|Marie Dumesnil as Athalie by Arthur Pougin, 1885|
With the salon settled and the decanters refilled after festivities it's time for me to take up my quill and once again return to chronicling the glorious Georgian era. Our first guest of a new year is a French lady of the theatre and a true star of the era.
Marie Françoise Dumesnil was born in Paris to an impoverished yet noble family and developed an early love of the stage. Determined to pursue a theatrical career she took to the stages of provincial France and in 1737 was called to make her Parisian debut with the Comédie-Française. Her performance as Clytemnestre was highly acclaimed and Dumesnil stayed with the Comédie-Française until she eventually retired nearly thirty years later.

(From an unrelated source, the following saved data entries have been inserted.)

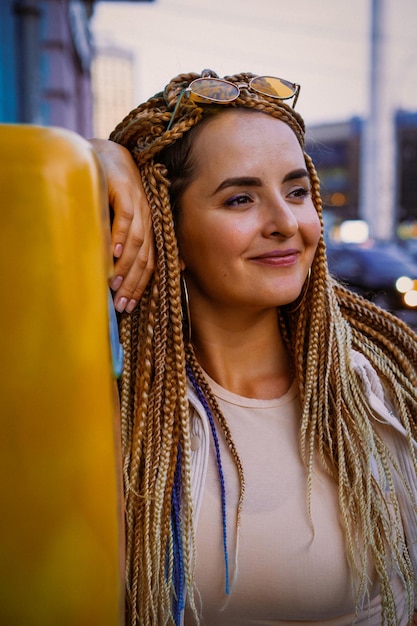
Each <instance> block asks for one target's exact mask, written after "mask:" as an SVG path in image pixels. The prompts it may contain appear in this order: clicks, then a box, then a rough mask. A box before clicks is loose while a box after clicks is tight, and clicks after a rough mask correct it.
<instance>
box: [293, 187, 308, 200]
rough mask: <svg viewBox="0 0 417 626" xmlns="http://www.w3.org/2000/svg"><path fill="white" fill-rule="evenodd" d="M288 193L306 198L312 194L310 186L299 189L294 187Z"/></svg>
mask: <svg viewBox="0 0 417 626" xmlns="http://www.w3.org/2000/svg"><path fill="white" fill-rule="evenodd" d="M288 195H289V197H290V198H305V197H306V196H309V195H310V189H309V188H308V187H297V189H294V190H293V191H291V192H290V193H289V194H288Z"/></svg>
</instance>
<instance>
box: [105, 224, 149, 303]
mask: <svg viewBox="0 0 417 626" xmlns="http://www.w3.org/2000/svg"><path fill="white" fill-rule="evenodd" d="M120 262H122V259H121V260H120ZM118 263H119V262H117V263H116V268H115V279H113V280H112V281H111V283H110V286H111V287H112V289H113V290H114V291H115V294H114V301H115V306H116V308H117V310H119V311H120V310H124V309H125V308H126V309H127V308H129V309H133V308H134V306H135V305H136V303H137V301H138V300H139V299H140V297H141V296H142V294H143V292H144V290H145V288H146V285H147V284H148V282H149V279H150V277H151V276H152V273H153V271H154V243H153V237H152V236H151V234H150V233H149V234H148V236H147V237H146V239H145V240H144V243H143V245H142V246H141V248H140V249H139V251H138V253H137V255H136V257H135V258H134V260H133V262H132V263H131V262H130V259H129V267H128V269H127V271H126V273H125V276H124V278H123V281H120V278H121V273H122V272H124V269H125V268H118V267H117V265H118ZM131 300H135V303H131V304H130V306H129V307H127V305H128V303H130V301H131Z"/></svg>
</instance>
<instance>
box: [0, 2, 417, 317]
mask: <svg viewBox="0 0 417 626" xmlns="http://www.w3.org/2000/svg"><path fill="white" fill-rule="evenodd" d="M416 23H417V1H416V0H349V2H347V1H344V2H342V1H340V0H320V2H318V1H317V2H314V0H292V2H291V3H288V2H283V1H281V0H257V1H256V2H254V1H253V0H228V2H224V1H223V0H210V2H207V0H136V1H134V0H131V1H130V2H109V1H106V0H97V1H95V2H94V1H83V0H44V1H41V0H2V2H1V4H0V32H1V38H0V84H1V98H0V123H12V124H14V123H17V124H21V123H28V124H37V125H43V126H60V127H64V128H67V129H70V130H73V131H75V132H77V133H79V134H81V135H82V136H83V137H85V138H90V137H93V136H95V137H103V138H105V137H107V136H108V135H109V133H110V132H111V130H112V129H113V128H114V126H115V125H116V124H117V123H118V121H120V120H121V119H122V118H123V117H124V116H125V115H126V114H127V113H128V112H129V111H130V110H131V109H132V108H133V107H134V106H135V105H136V104H137V103H138V102H141V101H143V100H145V99H146V98H148V97H150V96H151V95H153V94H154V93H155V92H156V91H159V90H160V89H161V88H162V87H163V86H164V85H165V84H166V83H167V82H168V81H169V80H170V79H171V78H172V77H173V76H175V75H176V74H178V73H181V72H189V71H195V72H201V71H202V70H203V69H204V68H206V67H210V68H211V69H213V70H215V71H216V72H217V73H218V74H219V75H220V76H223V75H227V74H233V73H235V72H239V71H251V72H253V73H256V74H270V75H275V76H279V77H282V78H286V79H288V80H290V81H294V82H297V83H300V84H301V95H300V98H299V101H298V103H297V109H299V110H300V112H301V114H302V115H303V117H304V119H305V121H306V123H307V127H308V135H307V139H308V141H307V151H308V152H309V153H310V154H311V156H312V157H313V160H314V162H315V164H316V167H317V169H318V171H319V175H320V178H321V182H322V194H323V200H324V209H325V224H326V237H327V240H328V247H329V260H330V268H331V270H332V271H333V272H334V273H335V275H337V276H338V277H340V278H341V279H342V280H344V281H345V282H346V283H347V284H348V285H349V286H350V287H351V288H352V289H355V290H357V291H359V292H361V293H363V294H364V295H365V296H366V297H369V298H370V299H373V300H375V301H376V302H378V303H379V304H381V305H382V306H384V307H387V308H390V309H391V310H393V311H394V312H395V313H396V314H398V315H400V316H401V317H404V319H406V321H408V322H409V323H410V324H412V325H415V326H417V282H416V281H417V35H416V31H415V24H416ZM400 279H401V280H400ZM406 279H408V282H407V280H406Z"/></svg>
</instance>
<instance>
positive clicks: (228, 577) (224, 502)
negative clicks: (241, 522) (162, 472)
mask: <svg viewBox="0 0 417 626" xmlns="http://www.w3.org/2000/svg"><path fill="white" fill-rule="evenodd" d="M186 370H187V375H188V377H189V379H190V381H191V383H192V385H193V387H194V389H195V391H196V393H197V395H198V398H199V400H200V402H201V404H202V405H203V407H204V410H205V412H206V413H207V417H208V420H209V423H210V428H211V433H212V436H213V441H214V446H215V449H216V460H217V469H218V471H219V479H220V489H221V504H222V524H223V554H224V566H225V592H226V595H229V594H230V582H229V555H228V550H227V525H226V520H227V517H226V487H225V480H224V474H223V466H222V461H221V455H220V445H219V439H218V437H217V432H216V426H215V423H214V418H213V415H212V413H211V410H210V407H209V405H208V402H207V400H206V397H205V395H204V393H203V391H202V389H201V388H200V386H199V384H198V382H197V380H196V378H195V376H194V373H193V371H192V369H191V366H190V364H189V363H187V364H186Z"/></svg>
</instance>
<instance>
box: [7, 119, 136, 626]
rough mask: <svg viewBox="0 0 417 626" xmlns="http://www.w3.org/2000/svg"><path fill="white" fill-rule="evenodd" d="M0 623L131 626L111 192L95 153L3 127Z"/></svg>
mask: <svg viewBox="0 0 417 626" xmlns="http://www.w3.org/2000/svg"><path fill="white" fill-rule="evenodd" d="M0 202H1V229H0V238H1V241H0V267H1V283H0V284H1V289H2V302H1V307H0V359H1V365H0V424H1V435H0V498H1V505H0V506H1V508H0V537H1V539H0V624H5V625H7V626H24V625H25V626H38V625H39V626H65V625H68V626H69V625H71V626H107V625H108V626H119V625H120V624H122V623H123V619H122V606H123V586H124V585H123V583H122V574H121V554H122V547H121V541H122V532H121V529H122V525H121V507H120V501H119V500H120V488H119V478H120V473H119V467H118V463H119V455H118V450H116V448H117V444H116V441H117V440H118V438H117V436H115V413H116V411H115V403H114V398H113V380H112V373H111V372H112V367H111V355H110V344H109V329H108V313H107V277H108V275H109V271H110V262H111V259H110V253H109V246H108V244H109V240H108V239H106V237H108V235H107V224H106V213H107V210H106V205H107V202H106V194H105V188H104V185H103V182H102V180H101V178H100V170H99V168H98V166H97V163H96V161H95V158H94V155H93V152H92V151H91V149H90V146H89V144H88V142H86V141H85V140H83V139H82V138H81V137H79V136H78V135H75V134H74V133H71V132H69V131H65V130H61V129H51V128H49V129H46V128H40V127H35V126H19V125H17V126H13V125H4V126H1V125H0Z"/></svg>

Noted for her naturalistic performances and nuanced dramatic performances, Dumesnil enjoyed the acclaim of public, critics and playwrights alike and her comedic roles were the toast of the capital. However, Dumesnil made an enemy in her rival leading lady, La Clairon, a conflict that rankled with the actress. Three years before her death Dumesnil authorised an official biography, Mémoire de Marie Françoise Dumesnil, en réponse aux mémoires d'Hippolyte Clairon, in which she finally defended herself again La Clairon's attacks on her performances and methods.
She was one of the brightest stars of the French stage and her instinctive approach to acting was highly influential at the time; as well as the respect of most of her peers she was one of the most popular and successful actresses of her era and her retirement was the cause of much disappointment among the public who flocked to see her. Despite her years away from the spotlight her memoirs sold well, no doubt to those who had been starved of her performances for far too long!